The healthcare-associated infections – community interface component of CDC’s EIP engages a network of state health departments and their academic medical center partners to help answer critical questions about emerging HAI threats, advanced infection tracking methods, and antibiotic resistance in the United States. Information gathered through this activity will play a key role in shaping future policies and recommendations targeting HAI prevention

About HAI Prevention Goals and the HHS HAI Action Plan

The United States has made significant progress toward our collective goal of eliminating HAIs, and as a result, healthcare in the US is safer now than it was even 10 years ago. Building upon this success and continuing towards the elimination of HAIs is critical.

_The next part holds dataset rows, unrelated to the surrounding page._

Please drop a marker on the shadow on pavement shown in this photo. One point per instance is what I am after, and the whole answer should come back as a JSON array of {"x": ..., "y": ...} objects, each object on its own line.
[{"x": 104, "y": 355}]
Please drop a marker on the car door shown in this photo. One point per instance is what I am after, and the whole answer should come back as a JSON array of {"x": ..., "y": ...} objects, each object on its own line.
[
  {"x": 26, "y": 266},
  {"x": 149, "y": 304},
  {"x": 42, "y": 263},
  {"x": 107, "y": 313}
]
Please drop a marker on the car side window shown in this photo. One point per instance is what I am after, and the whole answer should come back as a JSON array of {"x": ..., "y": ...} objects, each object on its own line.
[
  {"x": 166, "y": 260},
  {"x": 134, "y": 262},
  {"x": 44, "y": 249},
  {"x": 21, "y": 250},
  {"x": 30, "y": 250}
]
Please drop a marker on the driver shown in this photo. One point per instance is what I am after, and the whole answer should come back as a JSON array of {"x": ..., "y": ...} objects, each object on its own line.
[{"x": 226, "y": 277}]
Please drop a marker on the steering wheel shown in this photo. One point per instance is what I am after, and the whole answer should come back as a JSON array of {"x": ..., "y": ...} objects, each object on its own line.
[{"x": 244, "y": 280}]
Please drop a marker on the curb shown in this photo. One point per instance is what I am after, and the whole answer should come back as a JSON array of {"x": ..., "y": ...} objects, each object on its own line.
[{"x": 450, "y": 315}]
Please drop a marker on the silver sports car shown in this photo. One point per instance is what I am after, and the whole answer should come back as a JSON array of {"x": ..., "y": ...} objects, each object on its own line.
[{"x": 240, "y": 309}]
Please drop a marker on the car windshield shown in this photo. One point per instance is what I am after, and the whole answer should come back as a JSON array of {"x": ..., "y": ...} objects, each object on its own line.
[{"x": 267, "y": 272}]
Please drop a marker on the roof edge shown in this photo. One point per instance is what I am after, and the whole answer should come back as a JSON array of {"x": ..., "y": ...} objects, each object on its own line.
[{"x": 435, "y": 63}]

In 2009, the U.S. Department of Health and Human Services published the National Action Plan to Prevent Health Care-Associated Infections: Road Map to Elimination (HAI Action Plan), which set specific five-year goals for HAI prevention. CDC plays an important role in this plan by producing data that prompt action, leading the country in tracking, preventing and ultimately eliminating HAIs. These data also help pinpoint areas of further improvement that allow for the continued progress.

Additionally, CDC and other federal agencies such as Centers for Medicare and Medicaid Services (CMS), the Agency for Healthcare Research and Quality (AHRQ) and the Office of the Assistant Secretary for Health (OASH) work together to develop tools, recommendations, and programs that offer infection prevention strategies to help protect patients.

The year 2015 marked the start of the new five-year (2015-2020) goals of the HAI Action Plan and a time of important updates and improvements for NHSN. This provided an opportunity to assess prevention progress while strategizing about the best way to move forward as a country.